Rz: Węgry mają wciąż problemy w relacjach z Unią Europejską i to na polach tak różnych, jak procedura nadmiernego deficytu czy krytyka rozwiązań prawnych przyjętych w konstytucji. Czy konflikt na linii Budapeszt – Bruksela uda się w najbliższej przyszłości przezwyciężyć?
János Martonyi:
Najmniejszym problemem jest akurat kwestia procedury nadmiernego deficytu, która dotyczy w tej chwili aż dwudziestu państw unijnych. Węgry są akurat w grupie pięciu państw, wobec których to postępowanie może zostać zakończone już 29 maja, tak więc na tym polu możemy spodziewać się poprawy.
Jeśli zaś chodzi o zarzuty dotyczące rzekomego naruszenia zasad prawnych w trzech obszarach, to aktualnie trwają intensywne prace i jestem przekonany, że wkrótce znajdziemy satysfakcjonujące rozwiązanie.
Niestety w tle krytyki Węgier stoją nierzadko motywacje polityczno-ideologiczne, a niesprawiedliwe zarzuty padają z ust prominentnych polityków europejskich.
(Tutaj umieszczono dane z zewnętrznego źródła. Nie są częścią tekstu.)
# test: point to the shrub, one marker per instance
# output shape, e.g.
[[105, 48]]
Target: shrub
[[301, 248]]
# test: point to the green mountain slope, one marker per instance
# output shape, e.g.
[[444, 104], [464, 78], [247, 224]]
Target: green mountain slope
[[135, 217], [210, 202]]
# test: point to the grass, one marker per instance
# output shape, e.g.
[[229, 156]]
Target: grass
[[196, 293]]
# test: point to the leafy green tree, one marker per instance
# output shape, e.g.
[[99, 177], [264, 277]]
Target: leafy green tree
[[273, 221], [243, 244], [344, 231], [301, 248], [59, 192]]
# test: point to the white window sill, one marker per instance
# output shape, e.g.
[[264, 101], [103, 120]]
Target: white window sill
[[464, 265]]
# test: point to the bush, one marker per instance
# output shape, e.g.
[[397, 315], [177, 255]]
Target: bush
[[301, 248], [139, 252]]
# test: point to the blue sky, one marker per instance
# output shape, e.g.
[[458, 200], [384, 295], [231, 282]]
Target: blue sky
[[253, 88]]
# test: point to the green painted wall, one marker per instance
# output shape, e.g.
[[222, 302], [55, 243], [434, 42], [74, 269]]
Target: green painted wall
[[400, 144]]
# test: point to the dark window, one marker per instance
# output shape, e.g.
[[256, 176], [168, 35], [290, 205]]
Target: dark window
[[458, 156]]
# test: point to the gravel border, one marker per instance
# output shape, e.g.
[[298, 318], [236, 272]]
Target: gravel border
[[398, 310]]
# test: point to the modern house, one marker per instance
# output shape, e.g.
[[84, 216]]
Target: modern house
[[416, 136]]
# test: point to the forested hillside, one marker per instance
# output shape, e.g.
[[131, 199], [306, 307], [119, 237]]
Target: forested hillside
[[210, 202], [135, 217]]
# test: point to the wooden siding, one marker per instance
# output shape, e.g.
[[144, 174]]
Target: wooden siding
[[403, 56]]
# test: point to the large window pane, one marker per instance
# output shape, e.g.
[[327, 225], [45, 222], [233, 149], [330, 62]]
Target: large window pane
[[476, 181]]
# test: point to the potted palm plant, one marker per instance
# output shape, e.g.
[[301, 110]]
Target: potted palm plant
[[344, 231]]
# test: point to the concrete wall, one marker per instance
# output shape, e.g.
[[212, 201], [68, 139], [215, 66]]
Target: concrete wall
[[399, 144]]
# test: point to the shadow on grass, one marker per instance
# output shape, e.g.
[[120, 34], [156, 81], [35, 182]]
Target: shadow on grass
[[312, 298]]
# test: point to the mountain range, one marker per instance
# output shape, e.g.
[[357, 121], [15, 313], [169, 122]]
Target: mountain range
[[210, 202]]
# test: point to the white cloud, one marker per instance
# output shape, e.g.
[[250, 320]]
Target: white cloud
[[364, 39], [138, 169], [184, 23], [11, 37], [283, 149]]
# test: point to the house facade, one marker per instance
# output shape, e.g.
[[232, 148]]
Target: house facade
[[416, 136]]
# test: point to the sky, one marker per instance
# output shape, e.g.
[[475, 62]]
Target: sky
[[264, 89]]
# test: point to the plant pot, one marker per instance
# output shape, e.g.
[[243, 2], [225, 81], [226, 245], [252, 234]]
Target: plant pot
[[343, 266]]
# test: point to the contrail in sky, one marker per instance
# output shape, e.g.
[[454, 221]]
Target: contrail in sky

Jeśli wierzyć relacjom medialnym, to nawet przewodniczący Parlamentu Europejskiego pozwolił sobie na stwierdzenie, że Węgry zamierzają jakoby spisywać członków mniejszości żydowskiej. Takie oświadczenia z pewnością nie przyczyniają się do pogłębienia idei jedności europejskiej.